El peronismo tradicional fue fundamental para Cristina en la tercera sección electoral

El peronismo tradicional fue fundamental para Cristina en la tercera sección electoral

A lo largo de su historia, el PJ ha gozado de una composición tan pendular como decisiva. Desde el propio general Juan Domingo Perón pasando por Evita Duarte, Isabel Martínez e Ítalo Luder en la vuelta de la democracia, Carlos Saúl Menem y Eduardo Duhalde en la década de los 90, hasta Néstor Kirchner y Cristina Fernández más recientemente, alcanzaron la masividad del pueblo sustentados, mayormente, por su fortaleza en el populoso conurbano bonaerense.

Este fenómeno es independiente del origen de los dirigentes. De hecho, de todos los mencionados, solo Duhalde, de la profunda Lomas de Zamora, era, por decirlo de alguna manera, originario de la codiciada tercera sección electoral.

En las PASO del último domingo quedó demostrado, una vez más, que este peronismo que puede albergar a pensamientos tan variados, desde la derecha a la izquierda, necesita del aporte de lo que hoy podríamos denominar el peronismo tradicional, siendo, a la luz de los resultados, pieza fundamental para el triunfo de Cristina.

Para prueba basta un botón. En la tercera, Unidad Ciudadana logró cosechar casi el 40 por ciento de los votos, es decir alrededor de 1.300.000 voluntades, contra un 28,6 por ciento de Cambiemos, que se ubicó muy por detrás con unos 890 mil sufragios.

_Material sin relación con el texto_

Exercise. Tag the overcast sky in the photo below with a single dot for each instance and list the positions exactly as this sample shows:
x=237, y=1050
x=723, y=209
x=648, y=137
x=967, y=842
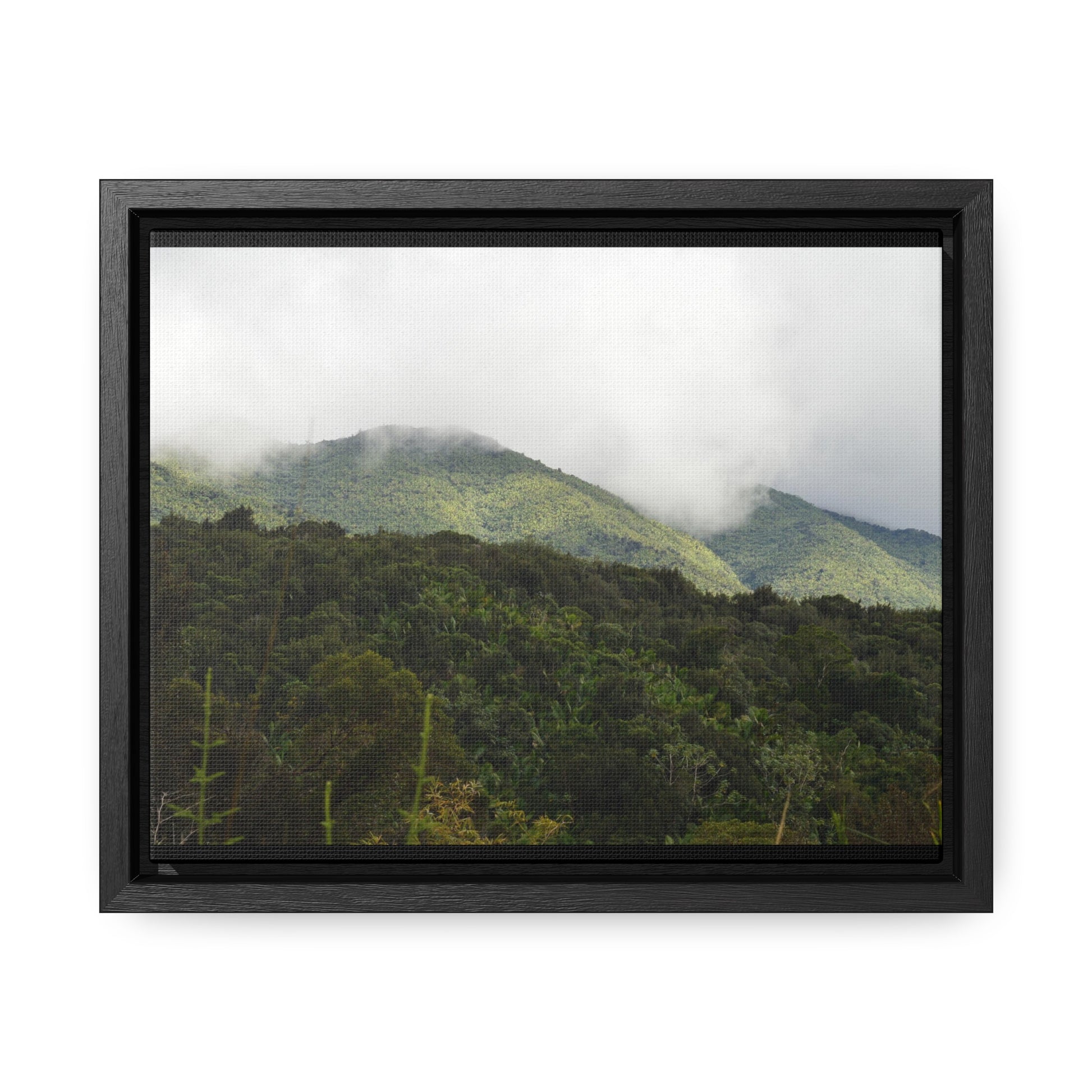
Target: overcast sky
x=678, y=378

Estos comicios volvieron a mostrar con la misma fuerza de siempre a Juan José y Juan Patricio Mussi (padre e hijo respectivamente), de Berazategui; Julio Pereyra, de Florencio Varela, Jorge Ferraresi, de Avellaneda; Darío Díaz Pérez, de Lanús; Martín Insaurralde, de Lomas de Zamora; Alejandro Granados, de Ezeiza; Fernando Espinoza y Verónica Magario, de La Matanza; Fernando Gray, de Esteban Echeverria; y Mariano Cascallares, de Almirante Brown.